90% also believe there is a need to seriously consider the impact development will have on the environment. In its bid to be more sensitive to Singapore’s rich and diverse wildlife, authorities recently announced changes to the existing environmental impact assessment framework. This will be enhanced to include views from nature experts and improve transparency of future projects. Controversies surrounding the environmental studies of the Cross Island Line and Tengah are not unique – many had questioned the impact of building an eco-tourism hub in the heavily forested Mandai district.
Photo: Mandai Park Holdings
Over the years, the Singapore government has taken steps to make the city more green, embarking on campaigns like “Garden City” way back in the 1960s, to its most recent iteration “City in Nature.” The dream is to give Singaporeans a better quality of life that co-exists with nature, especially as we contend with climate change and never-ending urbanisation. It involves strengthening and rehabilitating nature, and incorporating it into the built environment. Some plans include planting a million trees across the island by 2030, with an additional 170,000 in industrial areas.It’s a move that’s welcomed to a certain degree – nearly 60% of our respondents polled find re-planting trees in areas that have been developed or where deforestation had taken place is an acceptable replacement for nature loss. However, nearly 9 in 10 (86%) still do not believe that a man-made, engineered environment is equivalent to a natural one.
Are all these enough? Maybe just slightly – only half (51%) feel the government is going above and beyond in its efforts to “greenify” the country. But it’s not all bad; more than three quarters of respondents agree that at the end of the day, Singapore is a green city.

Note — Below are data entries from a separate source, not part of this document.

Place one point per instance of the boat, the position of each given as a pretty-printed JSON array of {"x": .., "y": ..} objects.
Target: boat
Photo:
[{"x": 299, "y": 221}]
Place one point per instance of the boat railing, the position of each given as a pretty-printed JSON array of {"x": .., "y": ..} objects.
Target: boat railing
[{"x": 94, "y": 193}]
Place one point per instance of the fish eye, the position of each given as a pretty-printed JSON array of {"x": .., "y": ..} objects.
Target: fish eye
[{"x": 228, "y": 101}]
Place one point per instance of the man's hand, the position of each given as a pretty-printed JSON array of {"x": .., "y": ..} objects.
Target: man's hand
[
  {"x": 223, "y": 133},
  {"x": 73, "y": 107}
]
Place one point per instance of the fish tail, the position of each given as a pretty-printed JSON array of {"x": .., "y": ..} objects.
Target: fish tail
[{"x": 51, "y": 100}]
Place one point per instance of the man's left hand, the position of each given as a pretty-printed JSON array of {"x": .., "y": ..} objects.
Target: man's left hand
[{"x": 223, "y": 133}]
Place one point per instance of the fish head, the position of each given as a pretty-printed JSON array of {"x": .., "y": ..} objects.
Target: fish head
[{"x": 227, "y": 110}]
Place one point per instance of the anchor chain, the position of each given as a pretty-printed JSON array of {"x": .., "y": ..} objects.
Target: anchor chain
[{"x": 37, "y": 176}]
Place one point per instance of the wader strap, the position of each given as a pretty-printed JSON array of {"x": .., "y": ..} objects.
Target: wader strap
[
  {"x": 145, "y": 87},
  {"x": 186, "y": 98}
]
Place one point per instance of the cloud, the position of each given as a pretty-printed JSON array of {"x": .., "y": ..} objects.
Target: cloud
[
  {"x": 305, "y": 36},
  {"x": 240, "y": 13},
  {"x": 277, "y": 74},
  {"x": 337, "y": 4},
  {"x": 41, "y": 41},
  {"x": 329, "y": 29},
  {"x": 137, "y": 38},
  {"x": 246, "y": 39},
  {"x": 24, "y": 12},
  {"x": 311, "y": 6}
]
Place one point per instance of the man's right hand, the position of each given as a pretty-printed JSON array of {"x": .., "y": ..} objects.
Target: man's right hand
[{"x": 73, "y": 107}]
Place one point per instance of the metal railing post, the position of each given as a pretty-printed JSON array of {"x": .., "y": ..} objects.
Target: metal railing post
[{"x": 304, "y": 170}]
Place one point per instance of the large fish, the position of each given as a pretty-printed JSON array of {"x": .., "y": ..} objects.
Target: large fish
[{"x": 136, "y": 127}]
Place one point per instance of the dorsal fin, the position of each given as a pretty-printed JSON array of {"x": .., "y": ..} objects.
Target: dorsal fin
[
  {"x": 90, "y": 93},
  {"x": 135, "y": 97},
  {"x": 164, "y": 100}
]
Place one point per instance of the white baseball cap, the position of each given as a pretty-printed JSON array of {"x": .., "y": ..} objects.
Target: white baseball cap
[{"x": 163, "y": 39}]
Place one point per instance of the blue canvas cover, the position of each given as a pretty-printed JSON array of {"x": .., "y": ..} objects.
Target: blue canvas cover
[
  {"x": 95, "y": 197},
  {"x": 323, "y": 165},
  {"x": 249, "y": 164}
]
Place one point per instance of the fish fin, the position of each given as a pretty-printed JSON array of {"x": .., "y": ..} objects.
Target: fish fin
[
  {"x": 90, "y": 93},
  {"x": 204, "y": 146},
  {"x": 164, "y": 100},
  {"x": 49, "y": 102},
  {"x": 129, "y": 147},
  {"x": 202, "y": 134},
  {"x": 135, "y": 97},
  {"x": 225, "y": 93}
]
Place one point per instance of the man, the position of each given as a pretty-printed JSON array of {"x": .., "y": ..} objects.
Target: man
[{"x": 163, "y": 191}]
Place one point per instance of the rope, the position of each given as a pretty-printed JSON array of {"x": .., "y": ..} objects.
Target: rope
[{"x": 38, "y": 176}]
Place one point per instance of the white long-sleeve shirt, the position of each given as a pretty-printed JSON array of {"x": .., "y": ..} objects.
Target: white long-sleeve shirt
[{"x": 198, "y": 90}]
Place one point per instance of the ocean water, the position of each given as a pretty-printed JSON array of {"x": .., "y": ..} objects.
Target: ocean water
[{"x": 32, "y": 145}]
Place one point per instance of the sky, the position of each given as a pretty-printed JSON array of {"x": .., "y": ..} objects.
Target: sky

All in all, our findings reveal that Singaporeans do care, and deeply, about the environment. What was once a subject matter left to the experts is now one that sparks a national conversation about preserving Singapore’s natural environment and keeping its rich biodiversity intact for the next generation. The survey findings also defy expectations of what Singaporeans are like. In a 2015 survey, they view Singapore society as kiasu (afraid to lose), competitive, materialistic, and self-centred; attributes that are contrary to the responses recorded, such as deeming deforestation unnecessary, even if it is for infrastructure and amenities that will greatly benefit them.